Load Data from Amazon S3 Using IMPORT

You can use the IMPORT command to load data from Amazon S3 buckets on AWS. Exasol automatically recognizes Amazon S3 import based on the URL.

Only Amazon S3 on AWS is supported. Other services that use an S3 compatible protocol are not supported.

For authentication, you can use one of the following mechanisms:

  • A connection string
  • Temporary credentials for EC2 IAM roles

Exasol recommends creating a connection string. To authenticate with a user/password, use the Amazon S3 access key ID in the USER field and the secret access key in the IDENTIFIED BY field.

CREATE CONNECTION S3_MY_BUCKETNAME
TO 'https://testbucket.s3.amazonaws.com'
USER '<key-ID>' 
IDENTIFIED BY '<secret-key>'

To import or export your data using a connection string, run either of the following statements:

IMPORT INTO testtable FROM CSV AT S3_MY_BUCKETNAME
FILE 'testpath/test.csv';

EXPORT testtable INTO CSV AT S3_MY_BUCKETNAME
FILE 'testpath/test.csv';

To use temporary credentials for EC2 IAM roles, leave the USER and IDENTIFIED BY fields empty in either of the following statements:

IMPORT INTO testtable FROM CSV AT 'https://testbucket.s3.amazonaws.com'
FILE 'testpath/test.csv';

EXPORT testtable INTO CSV AT 'https://testbucket.s3.amazonaws.com'
FILE 'testpath/test.csv';

An AWS bucket URL using the legacy global endpoint format (<bucketname>.s3.amazonaws.com) may need up to 24 hours after bucket creation before it becomes available. A fully qualified Amazon S3 URL that includes the AWS region (<bucketname>.s3-<region>.amazonaws.com) will work immediately.
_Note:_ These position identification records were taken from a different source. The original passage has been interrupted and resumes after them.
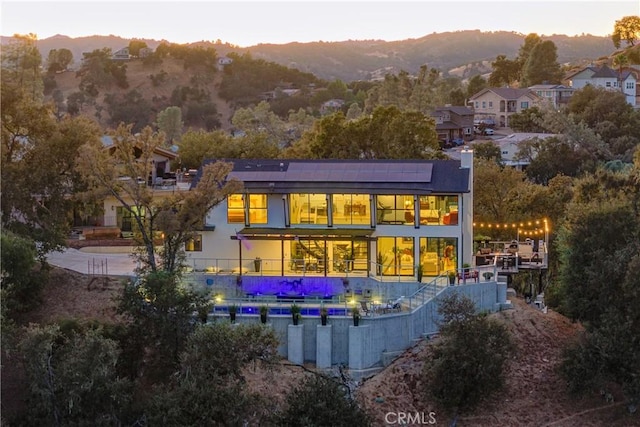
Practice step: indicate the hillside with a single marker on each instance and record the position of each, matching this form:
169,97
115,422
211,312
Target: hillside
365,59
138,78
534,396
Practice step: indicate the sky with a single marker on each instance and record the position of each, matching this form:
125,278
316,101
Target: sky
247,23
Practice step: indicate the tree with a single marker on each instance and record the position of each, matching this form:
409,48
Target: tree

Upload to Amazon S3 on AWS is done in parts. AWS allows maximum 10000 parts for each upload. Therefore, you may need a large part size if you want to upload a large file. The part size for the upload is configurable with the -awsS3PartSize parameter. The default size of this parameter is 10 MiB represented in bytes (-awsS3PartSize=1048576). To see how to change this parameter, see Edit a Database.

Here are some examples of what could be the maximum size of the file that you can upload:

  • If the part size is 10 MB, the maximum size of the file you can upload: 10 MB parts: (10*1024*1024 bytes/part) * (10000 parts) / (1024*1024*1024 bytes/GB) = 97.7 GB
  • If the part size is 5 MB, the maximum size of the file you can upload: 5 MB parts: (5*1024*1024 bytes/part) * (10000 parts) / (1024*1024*1024 bytes/GB) = 48.8 GB

The value of the -awsS3PartSize parameter is consistent across all your queries. You cannot configure it separately for different queries.

If you need to load Amazon S3 files in parallel, see Load Data from Amazon S3 in Parallel Using UDFs.

To know more about the part size and limitation on it, see Amazon S3 Multipart Upload Limits.